Conocía las señas de su apartamento, como es natural, aunque no las tenía todas conmigo porque ella era un poco dejada para estas cosas. El caso es que me planto en la presunta puerta del piso, toco el timbre y mis peores temores se confirman: nadie me abre. El asunto se complicaba porque en aquel justo momento me aquejaban unas ciertas urgencias intestinales, así que me puse a llamar uno por uno a todos los portales del edificio dando por sentado, ingenuo yo, que de vivir allí tendría que ser hasta famosa, porque es muy extrovertida y de las que pegan la hebra con todo quisque. La mayoría de los vecinos ni se dignaron abrirme, y los pocos que lo hicieron me miraron como si les preguntara por Cristo resucitado. Total, que no me quedó más remedio que hacer de tripas corazón, nunca mejor dicho, y me senté en la escalera esperando acontecimientos. Para mi considerable alivio apareció a los tres cuartos de hora; y cuando le pregunté si es que vivía en un edificio de zombis o qué, puso cara de asco y se encogió de hombros. Al cabo el viaje mereció la pena, porque disfruté como un enano del mundial de ajedrez, pero mis simpatías por los franceses, que nunca han sido muchas, tocaron mínimos históricos, y volví convencido de que aquello de que “Europa empieza en los Pirineos” no era tan grave a fin de cuentas.
Ahora la narración da un dramático salto en el tiempo para llevarnos al momento presente, porque hace nada nuestros vecinos pared con pared durante diez años se marcharon del bloque.

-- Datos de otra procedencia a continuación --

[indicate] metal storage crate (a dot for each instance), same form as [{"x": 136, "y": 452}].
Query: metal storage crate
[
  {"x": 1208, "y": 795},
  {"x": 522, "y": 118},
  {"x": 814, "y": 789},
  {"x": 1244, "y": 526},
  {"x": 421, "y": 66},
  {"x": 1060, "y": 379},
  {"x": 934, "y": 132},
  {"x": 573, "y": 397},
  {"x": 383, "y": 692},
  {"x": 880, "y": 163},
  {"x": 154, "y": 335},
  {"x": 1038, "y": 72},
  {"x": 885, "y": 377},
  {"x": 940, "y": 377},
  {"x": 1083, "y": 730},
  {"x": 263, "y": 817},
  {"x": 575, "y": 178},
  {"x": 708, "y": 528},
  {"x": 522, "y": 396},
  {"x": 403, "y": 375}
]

Sabíamos que tenían intención de mudarse porque eran algo polémicos, ella y él abogados, pero con nosotros mantenían un relación cordial, sin arrumacos, pero cordial. Se fueron sin despedirse, pero lo hemos deducido astutamente porque su coche ya no está y su dichosa perrita ya no ladra los fines de semana. Seguimos oyendo voces así que, salvo que el apartamento tenga fantasmas, hay nuevos inquilinos. No descartéis la hipótesis paranormal porque jamás los hemos visto ni sabemos nada de ellos. Así que si alguno de sus parientes llama a mi casa y me dice “¿Sabe usted si vive por aquí Fulano de Tal? Sí hombre, lo tiene que conocer, es manco del brazo izquierdo y lleva tatuado un cocodrilo en el cogote…” lo miraré como si me preguntase por Cristo resucitado. Todo lo más podría dejarle usar el aseo…

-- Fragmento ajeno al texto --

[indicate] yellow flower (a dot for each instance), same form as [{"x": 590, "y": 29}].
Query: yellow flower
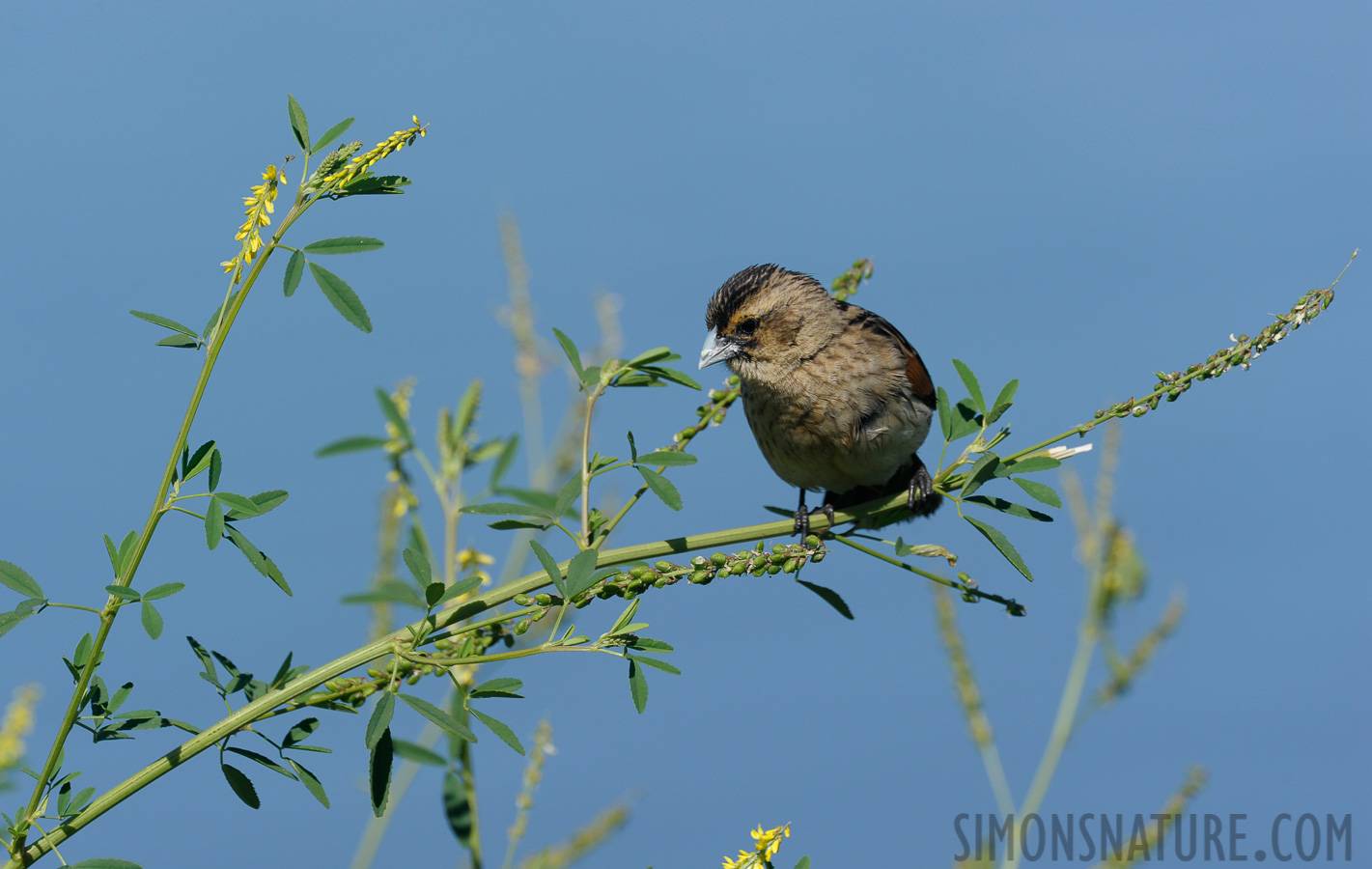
[
  {"x": 472, "y": 559},
  {"x": 261, "y": 206},
  {"x": 362, "y": 162},
  {"x": 18, "y": 721},
  {"x": 766, "y": 843}
]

Pues sí, ya se nos han echado encima los tiempos de las caras pixeladas, los buzones de correo sin más distintivo que “7º A” o “2º B”, las contraseñas a diestro y siniestro. Los tiempos donde la gente se demora un momento cerrando el coche en el garaje o aligera sutilmente el paso para no coincidir con nadie en el ascensor. No hay mucho que desde Música y ajedrez de diez podamos hacer al respecto, salvo recuperar “Hide in your shell” de Supertramp, que me parece de más actualidad que nunca. Bien podría grabar un cedé con ella y pasárselo por debajo a la puerta a mis misteriosos vecinos, a ver si espabilan. O mejor no, no vaya a ser que estos también sean abogados y me acusen de algo raro, que buenos están los tiempos…
Hide in your shell / Supertramp
Hide in your shell / Supertramp letra y traducción
Puede que los primeros Supertramp germinaran en terrenos abonados por el prog, lo que da cierto derecho a los incondicionales de esta variante del rock a incluirlos en su nómina de ilustres. Pero los Supertramp canónicos, esos que van desde Crime of the century (1974) a …Last famous words… (1982), en absoluto pueden considerarse su patrimonio; más bien, diría yo, son Patrimonio de la Humanidad, como la Alhambra o la Torre de Londres. Un especialista musical, con mucho tino, llegó que decir que su música es que la estarían haciendo los Beatles si no se hubieran separado, y eso incluso antes de su exitosísimo Breakfast in America.
Si sois jóvenes y por hache o por be solo los conocéis de refilón, haceos de inmediato con el susodicho Breakfast in America y escuchadlo de cabo a rabo, así entenderéis el porqué de tanta hipérbole. A los veteranos no hará falta, seguramente, decirles mucho; en todo caso que rebusquen entre sus piezas menos conocidas, porque algunas de ellas (Poor boy, Downstream o Casual conversations, por ejemplo) me parecen tan estupendas como sus superhits.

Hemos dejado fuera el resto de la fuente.